A multidisciplinary design optimization for conceptual design of hybrid-electric aircraft

Aircraft design has become increasingly complex since it depends on technological advances and integration between modern engineering systems. These systems are multidisciplinary, i.e., any process or division of any aircraft design produces effects in all others, making the definition of each parameter a significant challenge. In this context, this work presents a general multidisciplinary design optimization method for the conceptual design of general aviation and hybrid-electric aircraft. The framework uses efficient computational methods comprising modules of engineering that include aerodynamics, flight mechanics, structures, and performance, and the integration of all of them. The aerodynamic package relies on a Nonlinear Vortex Lattice Method solver, while the flight mechanics package is based on an analytical procedure with minimal dependence on historical data.
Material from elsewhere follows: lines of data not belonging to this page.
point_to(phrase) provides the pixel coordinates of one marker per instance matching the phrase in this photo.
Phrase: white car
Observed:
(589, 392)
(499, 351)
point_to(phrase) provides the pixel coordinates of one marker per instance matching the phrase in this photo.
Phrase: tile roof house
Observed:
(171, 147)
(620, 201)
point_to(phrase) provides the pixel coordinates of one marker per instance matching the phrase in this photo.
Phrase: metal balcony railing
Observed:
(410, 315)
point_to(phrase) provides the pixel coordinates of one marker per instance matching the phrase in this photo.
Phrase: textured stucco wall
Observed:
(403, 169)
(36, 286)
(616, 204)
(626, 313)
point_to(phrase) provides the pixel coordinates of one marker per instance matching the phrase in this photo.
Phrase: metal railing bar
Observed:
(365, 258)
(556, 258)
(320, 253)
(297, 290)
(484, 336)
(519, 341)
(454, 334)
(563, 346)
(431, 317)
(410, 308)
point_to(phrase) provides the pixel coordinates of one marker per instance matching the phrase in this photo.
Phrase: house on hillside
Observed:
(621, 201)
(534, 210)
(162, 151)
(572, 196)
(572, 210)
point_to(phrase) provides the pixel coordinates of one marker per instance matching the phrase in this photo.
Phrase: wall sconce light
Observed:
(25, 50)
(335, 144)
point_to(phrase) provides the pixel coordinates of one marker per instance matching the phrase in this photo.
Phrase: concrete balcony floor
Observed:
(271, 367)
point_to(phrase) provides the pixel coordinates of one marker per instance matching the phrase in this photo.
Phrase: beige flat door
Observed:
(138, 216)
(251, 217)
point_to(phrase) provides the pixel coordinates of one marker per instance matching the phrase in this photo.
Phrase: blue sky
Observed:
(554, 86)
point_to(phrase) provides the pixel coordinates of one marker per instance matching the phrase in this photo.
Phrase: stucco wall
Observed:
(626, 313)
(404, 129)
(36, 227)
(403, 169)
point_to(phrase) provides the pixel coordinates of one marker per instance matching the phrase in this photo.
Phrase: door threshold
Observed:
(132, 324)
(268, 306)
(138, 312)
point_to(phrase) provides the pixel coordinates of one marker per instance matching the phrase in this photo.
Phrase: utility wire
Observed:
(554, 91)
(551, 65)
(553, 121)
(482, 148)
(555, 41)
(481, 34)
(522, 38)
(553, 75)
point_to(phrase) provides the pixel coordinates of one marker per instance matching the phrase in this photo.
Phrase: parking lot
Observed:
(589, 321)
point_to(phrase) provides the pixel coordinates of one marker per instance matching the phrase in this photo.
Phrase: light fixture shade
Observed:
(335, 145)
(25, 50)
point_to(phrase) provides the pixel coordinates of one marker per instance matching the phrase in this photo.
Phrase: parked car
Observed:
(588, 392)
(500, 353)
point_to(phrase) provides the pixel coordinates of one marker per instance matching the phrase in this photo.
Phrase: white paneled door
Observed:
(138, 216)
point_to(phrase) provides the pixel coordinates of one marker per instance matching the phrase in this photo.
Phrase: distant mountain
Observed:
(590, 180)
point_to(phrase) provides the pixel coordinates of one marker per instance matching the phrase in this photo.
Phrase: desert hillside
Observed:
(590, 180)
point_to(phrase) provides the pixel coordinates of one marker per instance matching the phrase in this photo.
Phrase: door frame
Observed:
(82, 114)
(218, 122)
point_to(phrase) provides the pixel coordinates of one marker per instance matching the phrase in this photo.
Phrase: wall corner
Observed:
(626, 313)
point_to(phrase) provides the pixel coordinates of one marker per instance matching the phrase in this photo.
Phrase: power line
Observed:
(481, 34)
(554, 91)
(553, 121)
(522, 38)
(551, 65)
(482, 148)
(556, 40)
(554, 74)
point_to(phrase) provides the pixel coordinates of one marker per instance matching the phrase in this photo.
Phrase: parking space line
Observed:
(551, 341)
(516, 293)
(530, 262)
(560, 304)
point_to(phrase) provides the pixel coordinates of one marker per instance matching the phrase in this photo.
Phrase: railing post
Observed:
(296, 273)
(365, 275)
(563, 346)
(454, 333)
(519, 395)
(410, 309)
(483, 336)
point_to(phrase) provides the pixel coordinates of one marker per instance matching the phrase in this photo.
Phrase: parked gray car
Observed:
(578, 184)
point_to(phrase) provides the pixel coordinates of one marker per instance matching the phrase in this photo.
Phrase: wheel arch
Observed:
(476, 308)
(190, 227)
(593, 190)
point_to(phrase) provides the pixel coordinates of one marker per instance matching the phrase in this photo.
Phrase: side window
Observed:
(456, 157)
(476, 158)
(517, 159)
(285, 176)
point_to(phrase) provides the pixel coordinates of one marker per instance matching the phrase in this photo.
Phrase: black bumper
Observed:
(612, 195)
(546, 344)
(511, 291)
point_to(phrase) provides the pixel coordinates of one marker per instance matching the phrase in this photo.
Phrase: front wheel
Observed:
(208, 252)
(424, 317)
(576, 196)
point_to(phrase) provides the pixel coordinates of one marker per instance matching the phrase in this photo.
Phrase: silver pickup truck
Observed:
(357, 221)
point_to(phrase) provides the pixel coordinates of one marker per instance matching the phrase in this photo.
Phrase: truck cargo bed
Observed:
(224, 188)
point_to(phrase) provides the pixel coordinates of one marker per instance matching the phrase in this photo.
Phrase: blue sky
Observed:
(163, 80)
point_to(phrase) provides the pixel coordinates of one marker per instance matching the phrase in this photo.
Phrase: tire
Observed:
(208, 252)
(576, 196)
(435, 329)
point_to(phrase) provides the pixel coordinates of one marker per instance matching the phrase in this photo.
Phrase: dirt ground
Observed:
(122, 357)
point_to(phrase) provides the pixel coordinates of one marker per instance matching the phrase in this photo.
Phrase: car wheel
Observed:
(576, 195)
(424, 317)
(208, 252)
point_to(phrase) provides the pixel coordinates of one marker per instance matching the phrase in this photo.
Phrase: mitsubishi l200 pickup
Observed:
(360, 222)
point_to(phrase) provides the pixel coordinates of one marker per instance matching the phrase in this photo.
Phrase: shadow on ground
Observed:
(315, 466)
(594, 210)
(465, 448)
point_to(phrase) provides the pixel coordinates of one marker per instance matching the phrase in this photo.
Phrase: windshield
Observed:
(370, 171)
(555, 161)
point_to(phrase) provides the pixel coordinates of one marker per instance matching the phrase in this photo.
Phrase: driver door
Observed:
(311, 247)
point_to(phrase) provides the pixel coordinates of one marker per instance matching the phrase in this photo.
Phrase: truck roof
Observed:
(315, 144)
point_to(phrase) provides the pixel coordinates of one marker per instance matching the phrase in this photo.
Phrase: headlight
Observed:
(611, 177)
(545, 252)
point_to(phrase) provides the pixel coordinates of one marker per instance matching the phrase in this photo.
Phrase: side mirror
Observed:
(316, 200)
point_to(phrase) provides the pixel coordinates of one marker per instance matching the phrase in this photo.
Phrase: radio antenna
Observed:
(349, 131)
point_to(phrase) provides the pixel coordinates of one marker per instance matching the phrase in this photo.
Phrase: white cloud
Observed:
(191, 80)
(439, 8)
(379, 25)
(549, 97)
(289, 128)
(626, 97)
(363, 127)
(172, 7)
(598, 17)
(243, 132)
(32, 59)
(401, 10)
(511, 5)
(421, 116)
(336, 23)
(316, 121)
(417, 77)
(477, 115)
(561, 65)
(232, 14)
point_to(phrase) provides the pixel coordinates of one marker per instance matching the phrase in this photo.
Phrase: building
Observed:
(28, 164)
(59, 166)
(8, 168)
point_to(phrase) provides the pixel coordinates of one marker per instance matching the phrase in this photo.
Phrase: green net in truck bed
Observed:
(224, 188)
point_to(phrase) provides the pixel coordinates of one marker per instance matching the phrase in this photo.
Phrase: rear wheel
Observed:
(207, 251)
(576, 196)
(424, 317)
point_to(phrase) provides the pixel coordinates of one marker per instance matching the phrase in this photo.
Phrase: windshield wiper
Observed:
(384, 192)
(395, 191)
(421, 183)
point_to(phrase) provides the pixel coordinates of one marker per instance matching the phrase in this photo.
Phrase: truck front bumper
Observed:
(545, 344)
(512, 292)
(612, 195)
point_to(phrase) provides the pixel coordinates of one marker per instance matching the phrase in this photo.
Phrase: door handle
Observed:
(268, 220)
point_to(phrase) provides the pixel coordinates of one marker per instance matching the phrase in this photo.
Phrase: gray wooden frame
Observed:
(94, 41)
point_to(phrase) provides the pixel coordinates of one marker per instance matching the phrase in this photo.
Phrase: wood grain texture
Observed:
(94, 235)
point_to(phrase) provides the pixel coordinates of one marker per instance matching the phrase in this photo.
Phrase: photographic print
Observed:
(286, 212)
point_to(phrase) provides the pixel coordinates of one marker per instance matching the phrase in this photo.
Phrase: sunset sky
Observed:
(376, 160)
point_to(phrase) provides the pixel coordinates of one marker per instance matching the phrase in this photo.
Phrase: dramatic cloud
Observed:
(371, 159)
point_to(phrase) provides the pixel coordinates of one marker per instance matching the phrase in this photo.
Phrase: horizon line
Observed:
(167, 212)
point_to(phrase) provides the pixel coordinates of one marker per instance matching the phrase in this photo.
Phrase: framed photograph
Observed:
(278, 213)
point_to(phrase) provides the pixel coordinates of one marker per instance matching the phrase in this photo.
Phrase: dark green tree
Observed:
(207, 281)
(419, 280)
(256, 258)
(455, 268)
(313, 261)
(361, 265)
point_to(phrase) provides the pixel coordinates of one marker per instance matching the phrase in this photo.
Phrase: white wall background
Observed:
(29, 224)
Moreover, the structural module adopts an analytical sizing approach using boom idealization, and the performance of the aircraft is computed based on energy and power required to accomplish a specific mission. The objective functions are to minimize the fuel consumption and to minimize the takeoff weight. The Pareto-optimal front encompasses aircraft with different propulsive architectures: turboelectric, hybrid electric, and fully electric. The degrees of hybridization defined by the optimization and the mission requirements chosen in this study directly affect the final weight breakdown of the aircraft, which is related to the sizing of the wings, propulsive system, and horizontal and vertical tails.